Reputation: 11
Currently we have the following setup: A Postgresql DB "Master" and global distributed Postgresql Slaves, using Logical Replication for data replication. The master is read/write, the slaves are read-only. The master is high available through virtualization features. But if the whole datacenter fails, we have a problem.
Data Center 1 Global Slaves
+-----------+ +-----------+
| DB1 | | |
| Master DB |--------------------| Slave 1 |
| |-----\ | |
+-----------+ \ +-----------+
\
\
\
\ +-----------+
\ | |
--------| Slave 50 |
| |
+-----------+
Hence, I want to extend the setup with another Postgresql Slave in a second data center. On outage of data center 1, the Postgresql Slave in data center 2 will be promoted to the new master (read-write) and the global slaves will be reconfigured to the new master.

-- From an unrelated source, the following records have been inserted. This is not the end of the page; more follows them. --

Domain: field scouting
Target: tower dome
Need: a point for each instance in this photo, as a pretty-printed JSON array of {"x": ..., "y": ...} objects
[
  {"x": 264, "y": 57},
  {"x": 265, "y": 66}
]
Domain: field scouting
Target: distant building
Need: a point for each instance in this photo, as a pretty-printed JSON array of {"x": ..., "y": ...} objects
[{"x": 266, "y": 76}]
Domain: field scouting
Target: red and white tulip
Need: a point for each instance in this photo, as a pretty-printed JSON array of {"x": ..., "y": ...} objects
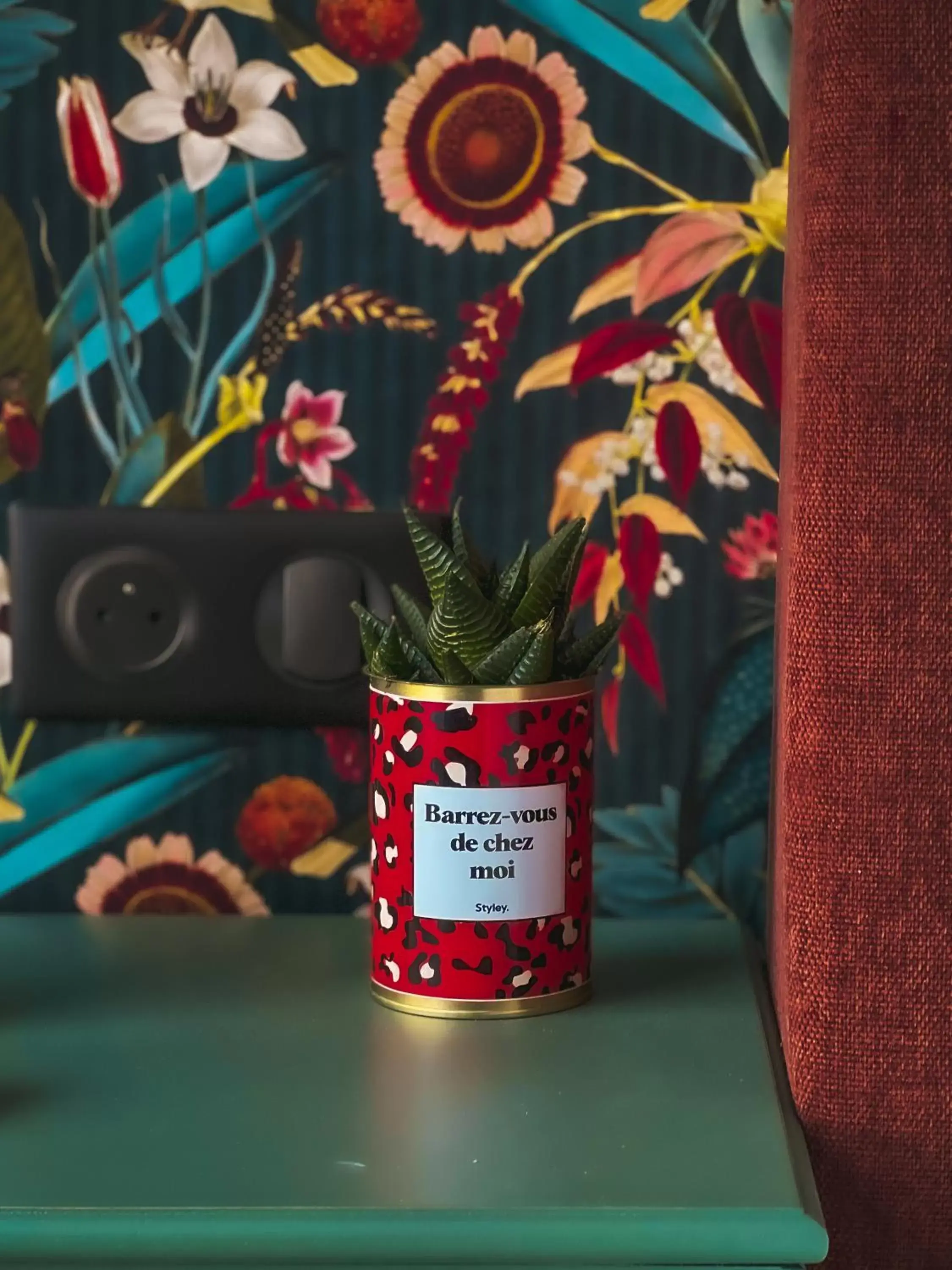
[{"x": 88, "y": 143}]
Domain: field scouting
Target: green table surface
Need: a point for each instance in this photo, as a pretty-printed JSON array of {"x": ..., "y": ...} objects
[{"x": 226, "y": 1093}]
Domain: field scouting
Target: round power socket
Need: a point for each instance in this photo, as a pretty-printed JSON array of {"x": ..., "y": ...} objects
[{"x": 124, "y": 611}]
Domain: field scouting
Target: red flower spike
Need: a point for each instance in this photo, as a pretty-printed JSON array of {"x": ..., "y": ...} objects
[
  {"x": 752, "y": 333},
  {"x": 348, "y": 752},
  {"x": 23, "y": 441},
  {"x": 678, "y": 445},
  {"x": 640, "y": 549},
  {"x": 639, "y": 648},
  {"x": 751, "y": 552},
  {"x": 593, "y": 562},
  {"x": 608, "y": 703},
  {"x": 617, "y": 343},
  {"x": 461, "y": 394}
]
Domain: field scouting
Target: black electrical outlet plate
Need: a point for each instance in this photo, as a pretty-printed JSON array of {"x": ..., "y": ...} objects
[{"x": 169, "y": 616}]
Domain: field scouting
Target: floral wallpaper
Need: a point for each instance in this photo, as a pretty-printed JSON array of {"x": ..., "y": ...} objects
[{"x": 270, "y": 254}]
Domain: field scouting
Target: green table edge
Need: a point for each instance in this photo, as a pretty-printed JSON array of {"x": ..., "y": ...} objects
[{"x": 558, "y": 1237}]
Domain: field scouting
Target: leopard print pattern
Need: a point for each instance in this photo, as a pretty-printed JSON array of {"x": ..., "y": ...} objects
[{"x": 478, "y": 745}]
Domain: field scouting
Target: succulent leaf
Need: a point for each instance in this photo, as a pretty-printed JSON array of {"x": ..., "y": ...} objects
[
  {"x": 465, "y": 621},
  {"x": 549, "y": 549},
  {"x": 437, "y": 560},
  {"x": 454, "y": 670},
  {"x": 372, "y": 630},
  {"x": 485, "y": 628},
  {"x": 504, "y": 657},
  {"x": 513, "y": 583},
  {"x": 536, "y": 665},
  {"x": 390, "y": 660},
  {"x": 548, "y": 582},
  {"x": 465, "y": 552}
]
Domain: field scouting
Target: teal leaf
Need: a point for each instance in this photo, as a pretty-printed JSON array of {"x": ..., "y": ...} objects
[
  {"x": 728, "y": 781},
  {"x": 25, "y": 44},
  {"x": 739, "y": 797},
  {"x": 282, "y": 188},
  {"x": 96, "y": 792},
  {"x": 669, "y": 60},
  {"x": 768, "y": 33}
]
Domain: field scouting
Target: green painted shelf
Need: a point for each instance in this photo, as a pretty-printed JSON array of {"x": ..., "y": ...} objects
[{"x": 226, "y": 1094}]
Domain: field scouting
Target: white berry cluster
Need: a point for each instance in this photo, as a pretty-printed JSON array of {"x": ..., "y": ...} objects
[
  {"x": 669, "y": 576},
  {"x": 702, "y": 341},
  {"x": 655, "y": 367}
]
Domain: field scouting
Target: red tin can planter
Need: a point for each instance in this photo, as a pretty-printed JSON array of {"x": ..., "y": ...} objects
[{"x": 480, "y": 807}]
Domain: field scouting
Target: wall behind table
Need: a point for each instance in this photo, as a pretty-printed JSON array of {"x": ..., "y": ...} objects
[{"x": 507, "y": 479}]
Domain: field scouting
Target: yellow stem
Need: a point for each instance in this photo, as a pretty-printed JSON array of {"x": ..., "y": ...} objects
[
  {"x": 607, "y": 155},
  {"x": 706, "y": 286},
  {"x": 710, "y": 895},
  {"x": 191, "y": 458},
  {"x": 13, "y": 768}
]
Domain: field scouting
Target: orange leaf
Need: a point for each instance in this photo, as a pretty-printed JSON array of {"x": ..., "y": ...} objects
[
  {"x": 608, "y": 586},
  {"x": 616, "y": 282},
  {"x": 553, "y": 371},
  {"x": 610, "y": 700},
  {"x": 683, "y": 252},
  {"x": 713, "y": 420},
  {"x": 639, "y": 648},
  {"x": 577, "y": 492}
]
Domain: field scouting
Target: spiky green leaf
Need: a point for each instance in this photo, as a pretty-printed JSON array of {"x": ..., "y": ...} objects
[
  {"x": 466, "y": 623},
  {"x": 372, "y": 630},
  {"x": 597, "y": 662},
  {"x": 437, "y": 560},
  {"x": 454, "y": 670},
  {"x": 548, "y": 582},
  {"x": 536, "y": 665},
  {"x": 504, "y": 657},
  {"x": 570, "y": 530},
  {"x": 414, "y": 616},
  {"x": 465, "y": 552},
  {"x": 581, "y": 656},
  {"x": 565, "y": 600},
  {"x": 390, "y": 660},
  {"x": 513, "y": 583}
]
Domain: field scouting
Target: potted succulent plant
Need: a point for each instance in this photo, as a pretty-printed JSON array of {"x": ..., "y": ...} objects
[{"x": 480, "y": 799}]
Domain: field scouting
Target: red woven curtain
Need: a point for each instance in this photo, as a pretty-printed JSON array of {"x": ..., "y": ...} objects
[{"x": 862, "y": 952}]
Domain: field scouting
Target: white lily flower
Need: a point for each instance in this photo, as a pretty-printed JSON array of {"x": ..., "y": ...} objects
[{"x": 209, "y": 103}]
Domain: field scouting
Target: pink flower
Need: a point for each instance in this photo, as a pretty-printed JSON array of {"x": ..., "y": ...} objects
[
  {"x": 167, "y": 879},
  {"x": 88, "y": 143},
  {"x": 751, "y": 552},
  {"x": 311, "y": 437}
]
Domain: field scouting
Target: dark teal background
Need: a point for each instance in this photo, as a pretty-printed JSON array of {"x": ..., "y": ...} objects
[{"x": 348, "y": 237}]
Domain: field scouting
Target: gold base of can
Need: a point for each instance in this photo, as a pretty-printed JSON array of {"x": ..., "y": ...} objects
[{"x": 507, "y": 1008}]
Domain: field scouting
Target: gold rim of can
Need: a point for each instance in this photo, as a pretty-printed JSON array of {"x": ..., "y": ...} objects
[
  {"x": 556, "y": 691},
  {"x": 508, "y": 1008}
]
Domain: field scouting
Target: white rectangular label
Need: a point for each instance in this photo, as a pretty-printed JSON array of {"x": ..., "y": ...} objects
[{"x": 489, "y": 855}]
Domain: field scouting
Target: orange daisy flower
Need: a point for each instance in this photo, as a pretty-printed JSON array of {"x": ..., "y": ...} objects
[{"x": 479, "y": 145}]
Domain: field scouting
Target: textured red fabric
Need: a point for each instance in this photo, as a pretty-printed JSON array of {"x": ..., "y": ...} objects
[{"x": 861, "y": 947}]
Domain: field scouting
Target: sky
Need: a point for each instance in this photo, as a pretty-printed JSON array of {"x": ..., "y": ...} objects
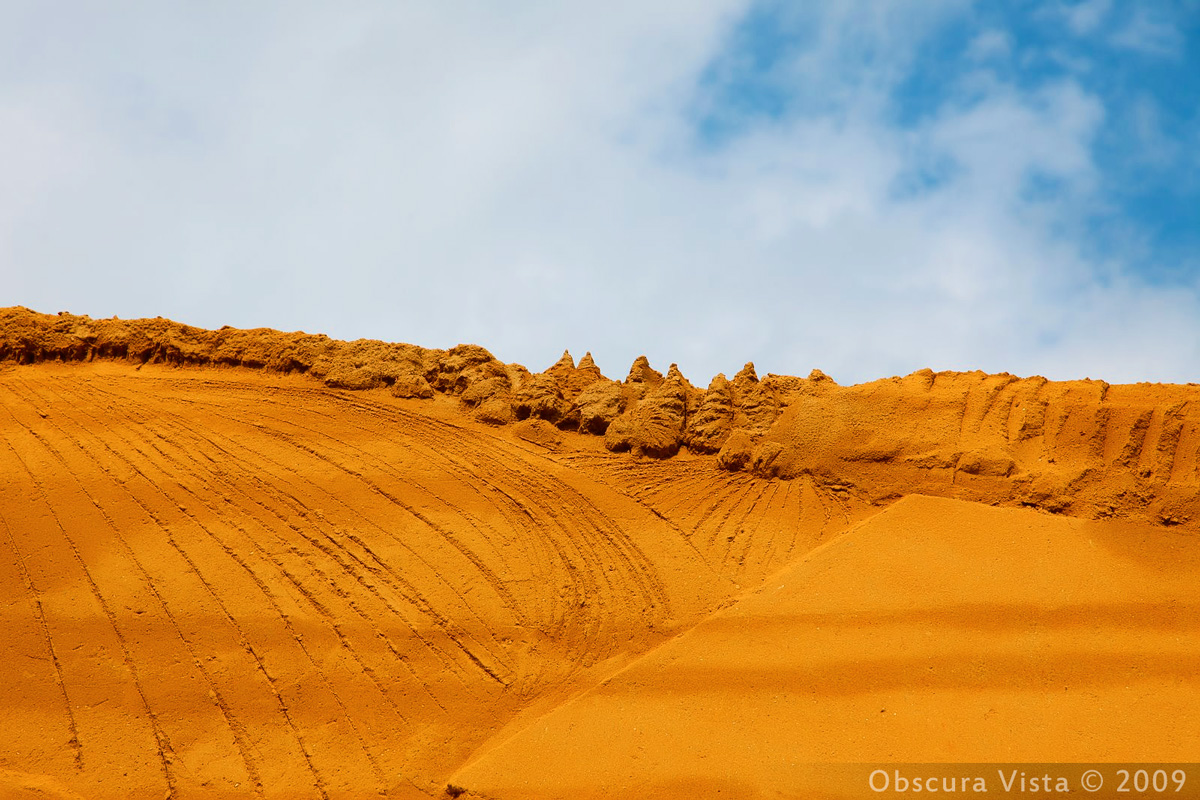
[{"x": 864, "y": 187}]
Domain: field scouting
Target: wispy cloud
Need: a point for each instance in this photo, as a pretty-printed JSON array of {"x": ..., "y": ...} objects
[
  {"x": 706, "y": 184},
  {"x": 1150, "y": 34}
]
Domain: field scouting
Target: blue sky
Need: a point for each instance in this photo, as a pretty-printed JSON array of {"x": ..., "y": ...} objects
[{"x": 865, "y": 187}]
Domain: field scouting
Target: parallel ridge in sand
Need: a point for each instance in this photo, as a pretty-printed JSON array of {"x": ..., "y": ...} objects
[
  {"x": 935, "y": 631},
  {"x": 262, "y": 564},
  {"x": 227, "y": 582},
  {"x": 1083, "y": 447}
]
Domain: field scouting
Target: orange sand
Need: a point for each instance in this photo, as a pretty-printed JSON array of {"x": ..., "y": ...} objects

Data Center 1 Global Slaves
+-----------+ +-----------+
| DB1 | | |
| Master DB | /-------| Slave 1 |
| DOWN | / | |
+-----------+ / +-----------+
| /
| /
V /
+-----------+ / +-----------+
| New |-----/ | |
| Master DB |--------------------| Slave 50 |
| DB2 | | |
+-----------+ +-----------+
Data Center 2
If I understand it correct, regardless if I use streaming replication or logical replication between data center 1 and 2, the global slaves need to be re-synced from the new master. Is this correct? If not, how can I achieve a data center migration without needing to resync all global slaves?
If this is not possible by Postgresql means, would it help me to use addons like pgedge or pglogical? I think I could solve it by using Veeam Replication between data center 1 and 2, but that would probably introduce more data loss in case of an migration.
Reading the man page I came to the following conclusions:
Streaming Replication between data center (DC) 1 and 2: the replication slots are not replicated to the slave. Since PG16 I could subscribe the global slaves on DB2. Relaying the replication to the global slaves via data center 2 will prevent problems if DC1 is down, but will cause similar problems if DC2 is down. Resubscribing the global slaves to DB2 will cause re-sync, or if initial sync is disabled, the slaves will not be in sync anymore.
Logical Replication between data center (DC) 1 and 2: Here again the replication slots are not replicated to the slave. Further, DB2 will have a total different LSN and timeline, hence LSNs of DB1 can not be related to LSNs of DB2.
When using streaming replication between DB1 and DB2, and DB2 gets promoted. If I create new replication slots on DB2 with pg_create_logical_replication_slot(), and then on the global slaves change the host
parameter of the subscription's connection string, will the global slaves continue replication on the correct position?
Upvotes: 0
Views: 965
Reputation: 11
After lots of research the answer is: it is possible, and actually heavy discussed. In postgresql world they call it "Logical replication and physical standby failover" or "Failover Slots".
Basically, there must be a streaming replication "replica" which will be promoted as new primary in case the original primary. Further, the replication slots for the logical replication must exist on the replica before it gets promoted. This is difficult, as with Postgresql <16 it is not possible to create replication slots on a replica.
Hence, there exists "hacks" that copy the replication_slot files from the primary to the replica (ie. Patroni uses this technique). Nevertheless there can be several race conditions that can lead to inconsistent data on the logical replication subscriber, especially when the physical replica laged behind the logical replications subscribers, and that subscribers will be switched the the promoted replica (ie. see "A related provider/subscriber de-sync issue" in https://github.com/zalando/patroni/issues/1749).
In detailed discussion can be found in the Postgresql Wiki: https://wiki.postgresql.org/wiki/Logical_replication_and_physical_standby_failover https://wiki.postgresql.org/wiki/Failover_slots
Upvotes: 1